А здесь было светло, просторно и открыто, что выбежав с утра перед домом и подняв взор и потянувшись руками к облакам и кружась на одном месте, можно было увидеть все небо от края до края. Так, как это делала Сибилла, пока не падала на траву, смеясь от головокружения: 'Нужно радоваться каждому дню, - говорила она, - кто знает чтó будет завтра'. И ради этого завтра Готель старалась не касаться резных лестничных перил и не находить красоты в великолепной мебели устроенной здесь. Она боялась этого дома. Боялась влюбиться в него, настолько он был хорош. Готель не хотела впускать в себя этот дом, словно места в её душе для него уже не было.

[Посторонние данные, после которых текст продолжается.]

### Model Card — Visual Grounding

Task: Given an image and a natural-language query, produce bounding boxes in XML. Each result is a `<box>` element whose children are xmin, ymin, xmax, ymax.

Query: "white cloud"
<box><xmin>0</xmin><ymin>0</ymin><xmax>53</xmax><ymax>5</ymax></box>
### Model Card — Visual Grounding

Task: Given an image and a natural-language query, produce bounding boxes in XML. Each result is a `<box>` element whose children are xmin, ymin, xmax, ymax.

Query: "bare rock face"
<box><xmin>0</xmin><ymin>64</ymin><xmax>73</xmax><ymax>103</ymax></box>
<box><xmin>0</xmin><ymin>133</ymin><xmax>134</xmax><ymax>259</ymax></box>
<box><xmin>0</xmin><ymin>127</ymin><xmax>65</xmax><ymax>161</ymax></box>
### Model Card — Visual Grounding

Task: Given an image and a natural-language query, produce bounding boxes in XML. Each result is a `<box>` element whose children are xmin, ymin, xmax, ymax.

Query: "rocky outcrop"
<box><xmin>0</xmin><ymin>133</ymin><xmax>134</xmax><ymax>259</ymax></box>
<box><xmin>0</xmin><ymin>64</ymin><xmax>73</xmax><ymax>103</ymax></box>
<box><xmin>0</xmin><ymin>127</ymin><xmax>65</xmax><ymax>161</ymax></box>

- Оно прекрасно, - спускаясь по лестнице, сказала Сибилла.
Готель обернулась и увидела Сибиллу в свадебном платье. В платье, которое она сшила ей прошлой осенью в Париже:
- Вы прекрасны, ваше высочество, - улыбнулась Готель и подала подруге руку.
- Должно быть, там уже куча народу, - с натянутой улыбкой произнесла та.
- Всё будет хорошо, моя дорогая, - обняла её Готель.
- Я не знаю, - запаниковала невеста, - возможно, мы не правы, - залепетала она, мотая головой.
- Это нормально, вы просто волнуетесь.
- Это не нормально, это не нормально, - схватила Сибилла за руки подругу, и из её глаз брызнули слезы, - все слишком быстро, все слишком быстро, душенька.
Готель снова обняла Сибиллу за плечи и поцеловала её в волосы, но та никак не желала успокаиваться.
- Бог не простит нам этого, - плакала она.
- Чего не простит? - спросила Готель.
- Грех, - посмотрела на неё распухшими глазами Сибилла.
- Да, Господь же с вами! Какой грех?! - не выдержала Готель.
Сибилла взяла её руку и приложила к своему животу:
- Я ношу его чадо, еще не сочетавшись браком! - зарыдала она и прильнула головой к груди Готель, словно в этот момент ей было необходимо материнское внимание и прощение.
- Кто-то еще знает об этом? - спросила Готель, когда та немного успокоилась.
- Никто, - ответила Сибилла, не поднимая головы.
- Я буду знать, - погладила её Готель, - слышите, ваше высочество?
Сибилла, надрывисто вздыхая, кивнула:
- Спасибо вам, моя дорогая. Спасибо вам, что вы есть, что вы здесь.
- Идемте же, я помогу вам умыться, - ласково сказала Готель и снова взяла Сибиллу за руку.